Colm Keys: Time still on Walsh's side to make his mark with Kingdom
Published 29/04/2016 | 02:30
Look back at the final minutes of the All-Ireland final between Kerry and Dublin and Tommy Walsh is on the sideline beside manager Eamonn Fitzmaurice busying himself like a man who is ready to come in.
At that point Kerry had already used their maximum of six substitutes. Unless there was a blood substitution required in the four minutes of injury-time that was played, the opportunity for introducing Walsh was gone.
As meticulous an operation as Kerry would not get their figures wrong on that count but Walsh warmed up anyway. It was a curious one but then probably in keeping with the nature of a 'second coming' that has failed to get off the ground.
Of all the rumours to emerge from the Kingdom in the days after that defeat, Walsh's frustration seemed the most plausible. He had played just 13 minutes of Championship football (excluding added time), three at the end of the opening Munster Championship match against Tipperary, 10 more at the end of the All-Ireland quarter-final rout of Kildare.
The latter was an impressive cameo that suggested more to come. He caught three kick-outs cleanly, he was fouled beneath a fourth. Granted Kildare were in disarray at that stage but Walsh had left a calling card. It would be his last action for Kerry in 2015 though.
Having played a part in all seven league matches earlier in the year, starting one against Derry, opportunities thinned out.
In the off season it was clear that a greater focus would be placed on integrating Walsh and he started the first two League games against Dublin and Roscommon. His contributions in either game, chiefly from full-forward but further outfield at times too, did not stand out.

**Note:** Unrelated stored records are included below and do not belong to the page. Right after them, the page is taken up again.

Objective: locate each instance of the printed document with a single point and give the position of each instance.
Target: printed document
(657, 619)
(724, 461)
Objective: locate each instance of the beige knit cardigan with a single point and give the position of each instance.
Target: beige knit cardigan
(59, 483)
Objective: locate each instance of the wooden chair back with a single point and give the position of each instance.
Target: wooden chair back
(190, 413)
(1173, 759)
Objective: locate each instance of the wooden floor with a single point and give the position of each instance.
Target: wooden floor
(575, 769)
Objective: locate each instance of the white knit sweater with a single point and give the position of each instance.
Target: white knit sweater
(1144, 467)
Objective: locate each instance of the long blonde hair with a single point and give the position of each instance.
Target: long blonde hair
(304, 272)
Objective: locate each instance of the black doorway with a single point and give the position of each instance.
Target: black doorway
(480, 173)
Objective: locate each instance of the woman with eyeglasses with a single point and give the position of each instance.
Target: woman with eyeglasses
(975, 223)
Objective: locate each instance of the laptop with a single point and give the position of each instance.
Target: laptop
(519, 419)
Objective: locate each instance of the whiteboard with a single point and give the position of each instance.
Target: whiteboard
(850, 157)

For the third game he was a late substitution against in Newry, but an injury after that sidelined him, and his only other appearance came at the tail-end of the game against Cork.
On Sunday against Dublin he wore No 25. Again six subs went in ahead of him, this time there was no Anthony Maher and James O'Donoghue who will skip the queue when they return from injury in the coming weeks. Johnny Buckley may not have been fully fit either so he stayed put.
Put it all together, as he did, and Walsh quickly came to the conclusion that there was little point in hanging around. With everyone fit he was somewhere close to the mid-20s in the pecking order.
For a 28-year-old with five seasons as a professional sportsman behind him that's a difficult place to be.
In the current climate that prevails in Kerry after last weekend, the management will take some flak for failing to integrate a player of Walsh's dimensions and obvious ability since his return from AFL.
But the 3D-vision that the management team have at training week in and out isn't open to eyes outside the camp and, with so much emphasis placed by Kerry on training ground form, the evidence may have been there before them.
Walsh has not looked like the player that left for Australia in the aftermath of a four-point contribution to Kerry's All-Ireland success over Cork in 2009.
A serious hamstring tear that took part of the muscle off the bone - something similar to what ultimately finished Paul O'Connell's rugby career at last year's World Cup - has clearly had an impact. Injuries like that have the potential to change the mechanics of an athlete's stride.
The game he left behind in 2009 is a more dynamic, fast-moving one. For sure, there's still a place for a player of his specifications but not a quantity of them.
Sadly, Walsh hasn't been able to rediscover his 2009 form to force his case sufficiently but many observers feel he was entitled to more game-time.At 28 he still has plenty of time and Kerry might just be glad to see him around next February.